Chegou-se ao Cemitério da Várzea quando o sol começava a sumir. Desde cedo, aquela multidão, que começara a se formar às primeiras horas do dia ainda na Igreja do Espinheiro, não se afastou por um momento do caixão que conduzia o Padre Henrique Pereira Neto – muitos ali presentes talvez nem sequer conhecessem o jovem pároco, que desenvolvia seu trabalho pastoral principalmente junto à juventude. Dom Helder fez sua última oração já ao pé da cova – uma infinidade de lenços brancos, em sinal de adeus, começou a tremular no breu da noite que chegava, a multidão aos poucos se foi dispersando, carregando sua mágoa e seu temor.
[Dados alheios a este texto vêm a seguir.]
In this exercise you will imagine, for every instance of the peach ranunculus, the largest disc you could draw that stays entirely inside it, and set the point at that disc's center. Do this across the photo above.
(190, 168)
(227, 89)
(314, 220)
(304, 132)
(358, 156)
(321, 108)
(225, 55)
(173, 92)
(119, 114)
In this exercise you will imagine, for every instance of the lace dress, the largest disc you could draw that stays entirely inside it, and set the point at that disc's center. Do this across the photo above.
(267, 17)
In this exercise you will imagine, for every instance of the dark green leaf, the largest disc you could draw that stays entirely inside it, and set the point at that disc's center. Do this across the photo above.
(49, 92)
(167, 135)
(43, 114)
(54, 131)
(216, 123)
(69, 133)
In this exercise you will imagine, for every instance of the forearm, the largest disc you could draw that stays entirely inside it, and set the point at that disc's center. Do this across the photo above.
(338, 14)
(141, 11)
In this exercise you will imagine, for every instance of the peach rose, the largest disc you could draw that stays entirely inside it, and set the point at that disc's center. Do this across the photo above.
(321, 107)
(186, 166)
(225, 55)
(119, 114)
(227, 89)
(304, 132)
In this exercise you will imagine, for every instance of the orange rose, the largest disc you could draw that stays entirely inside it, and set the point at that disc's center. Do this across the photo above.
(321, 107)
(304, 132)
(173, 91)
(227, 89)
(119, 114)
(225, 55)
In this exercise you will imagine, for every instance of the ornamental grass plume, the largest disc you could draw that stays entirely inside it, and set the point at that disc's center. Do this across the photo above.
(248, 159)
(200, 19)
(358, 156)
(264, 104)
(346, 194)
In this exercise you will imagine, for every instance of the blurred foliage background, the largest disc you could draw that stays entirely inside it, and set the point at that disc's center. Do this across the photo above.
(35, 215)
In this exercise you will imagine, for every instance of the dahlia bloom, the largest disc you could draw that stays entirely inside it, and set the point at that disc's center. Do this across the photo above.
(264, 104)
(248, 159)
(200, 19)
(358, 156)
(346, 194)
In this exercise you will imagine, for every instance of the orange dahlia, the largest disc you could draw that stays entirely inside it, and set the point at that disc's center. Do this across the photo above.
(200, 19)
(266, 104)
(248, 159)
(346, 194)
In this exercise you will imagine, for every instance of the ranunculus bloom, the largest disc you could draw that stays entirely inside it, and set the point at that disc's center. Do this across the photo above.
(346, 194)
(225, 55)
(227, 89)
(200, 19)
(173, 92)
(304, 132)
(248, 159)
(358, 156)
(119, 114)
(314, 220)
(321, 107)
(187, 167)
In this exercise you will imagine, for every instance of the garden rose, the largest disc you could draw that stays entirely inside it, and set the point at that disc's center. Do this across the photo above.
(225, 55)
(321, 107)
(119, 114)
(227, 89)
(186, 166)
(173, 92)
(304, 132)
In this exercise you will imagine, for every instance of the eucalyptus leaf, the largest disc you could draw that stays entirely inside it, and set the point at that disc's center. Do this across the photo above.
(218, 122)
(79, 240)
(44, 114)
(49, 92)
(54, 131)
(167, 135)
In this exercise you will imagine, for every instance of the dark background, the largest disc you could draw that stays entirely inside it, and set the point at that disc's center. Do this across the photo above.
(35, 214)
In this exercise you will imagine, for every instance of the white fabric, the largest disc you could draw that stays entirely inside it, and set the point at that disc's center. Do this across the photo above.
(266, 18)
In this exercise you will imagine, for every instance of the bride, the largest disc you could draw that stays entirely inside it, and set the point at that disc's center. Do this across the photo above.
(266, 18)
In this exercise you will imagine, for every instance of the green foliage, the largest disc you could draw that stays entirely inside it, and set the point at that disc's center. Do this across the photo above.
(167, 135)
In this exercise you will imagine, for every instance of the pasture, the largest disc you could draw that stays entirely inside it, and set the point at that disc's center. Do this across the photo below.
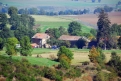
(80, 55)
(91, 19)
(46, 22)
(58, 3)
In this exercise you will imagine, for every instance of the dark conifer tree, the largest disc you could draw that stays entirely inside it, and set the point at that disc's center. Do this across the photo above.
(103, 34)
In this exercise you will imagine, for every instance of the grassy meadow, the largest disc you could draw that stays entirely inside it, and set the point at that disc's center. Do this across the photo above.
(46, 22)
(80, 55)
(58, 3)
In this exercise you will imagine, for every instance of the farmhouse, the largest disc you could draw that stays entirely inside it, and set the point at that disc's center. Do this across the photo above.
(39, 40)
(72, 39)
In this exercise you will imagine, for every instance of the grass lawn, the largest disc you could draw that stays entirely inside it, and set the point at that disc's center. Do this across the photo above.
(37, 61)
(65, 3)
(80, 55)
(43, 50)
(47, 22)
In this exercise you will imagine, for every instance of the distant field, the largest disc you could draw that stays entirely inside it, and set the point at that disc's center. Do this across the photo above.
(80, 55)
(91, 19)
(64, 3)
(46, 22)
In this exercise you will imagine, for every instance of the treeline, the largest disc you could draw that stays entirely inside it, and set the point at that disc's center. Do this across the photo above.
(51, 13)
(15, 28)
(105, 8)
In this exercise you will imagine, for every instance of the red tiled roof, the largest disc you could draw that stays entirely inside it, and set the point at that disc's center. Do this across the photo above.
(41, 36)
(69, 38)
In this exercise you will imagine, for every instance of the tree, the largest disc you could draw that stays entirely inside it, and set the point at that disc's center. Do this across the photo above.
(12, 11)
(81, 43)
(119, 42)
(93, 32)
(11, 46)
(65, 56)
(1, 44)
(99, 1)
(6, 33)
(74, 28)
(97, 56)
(26, 48)
(3, 21)
(93, 1)
(103, 34)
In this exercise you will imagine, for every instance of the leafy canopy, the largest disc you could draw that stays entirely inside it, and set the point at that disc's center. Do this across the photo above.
(74, 28)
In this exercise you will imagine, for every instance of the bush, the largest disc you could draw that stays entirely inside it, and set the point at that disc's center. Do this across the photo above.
(73, 73)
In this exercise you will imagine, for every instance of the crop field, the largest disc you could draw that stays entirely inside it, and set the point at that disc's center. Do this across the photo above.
(64, 3)
(80, 55)
(91, 19)
(46, 22)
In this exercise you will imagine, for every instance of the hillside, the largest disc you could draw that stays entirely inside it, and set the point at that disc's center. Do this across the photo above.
(58, 3)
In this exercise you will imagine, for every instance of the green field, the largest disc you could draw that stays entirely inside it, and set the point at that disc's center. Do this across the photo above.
(46, 22)
(80, 55)
(64, 3)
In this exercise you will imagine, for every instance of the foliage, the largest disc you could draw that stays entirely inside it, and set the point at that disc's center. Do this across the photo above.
(115, 30)
(65, 56)
(74, 28)
(96, 56)
(93, 54)
(80, 43)
(103, 34)
(1, 44)
(73, 72)
(66, 51)
(52, 74)
(119, 42)
(56, 32)
(12, 11)
(115, 63)
(26, 48)
(3, 21)
(103, 76)
(6, 33)
(11, 46)
(64, 61)
(93, 32)
(93, 1)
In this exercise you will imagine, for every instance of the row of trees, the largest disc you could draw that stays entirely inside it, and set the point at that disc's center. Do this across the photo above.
(93, 1)
(20, 32)
(43, 12)
(105, 8)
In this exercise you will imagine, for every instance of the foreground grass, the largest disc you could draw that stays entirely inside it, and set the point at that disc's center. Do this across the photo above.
(65, 3)
(80, 55)
(36, 61)
(74, 50)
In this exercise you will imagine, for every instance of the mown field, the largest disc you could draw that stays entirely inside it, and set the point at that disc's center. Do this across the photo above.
(80, 55)
(46, 22)
(64, 3)
(91, 19)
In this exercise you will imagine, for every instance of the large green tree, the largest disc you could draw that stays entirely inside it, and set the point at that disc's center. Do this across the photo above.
(119, 42)
(6, 33)
(26, 48)
(74, 28)
(3, 21)
(1, 43)
(65, 56)
(103, 34)
(12, 11)
(11, 46)
(97, 56)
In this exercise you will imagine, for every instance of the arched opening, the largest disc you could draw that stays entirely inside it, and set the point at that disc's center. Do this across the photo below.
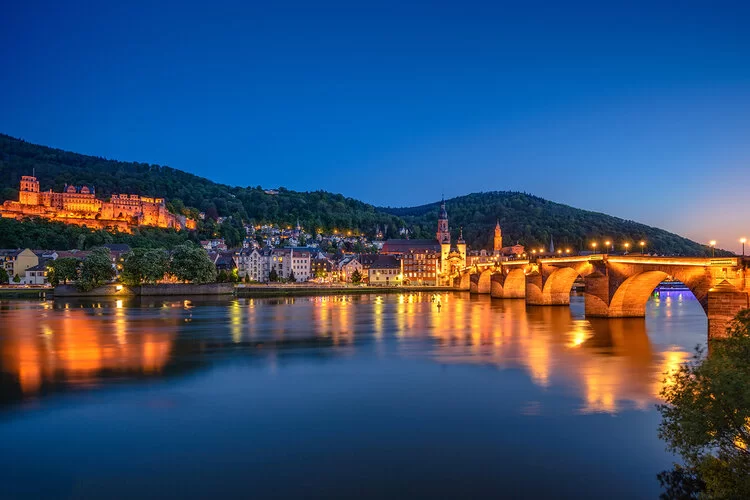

Esta foi a última reportagem que produzi, na Sucursal do Recife, para a Manchete que, naquela época, tinha venda de bancas superior a 350 mil exemplares, sendo a revista semanal de maior circulação do país. O meu texto, com as fotos de Raimundo, foram vistos de Norte a Sul do País e, portanto, desagradaram profundamente ao sistema vigente. Comecei a receber as primeiras ameaças, telefonemas anônimos se tornaram frequentes, entendi que era tempo de sair do Recife. A direção da empresa me transferiu para a matriz, no Rio de Janeiro, onde fui encontrar outros desterrados como eu – à espera de ver um dia se tornaram realidade os versos do poeta Tiago de Melo, outro repórter da Manchete que, igualmente perseguido, já se abrigara fora do país: “Faz escuro mais eu canto/ porque a manhã vai chegar”. Foram muitos anos de trevas até que chegasse uma nova manhã.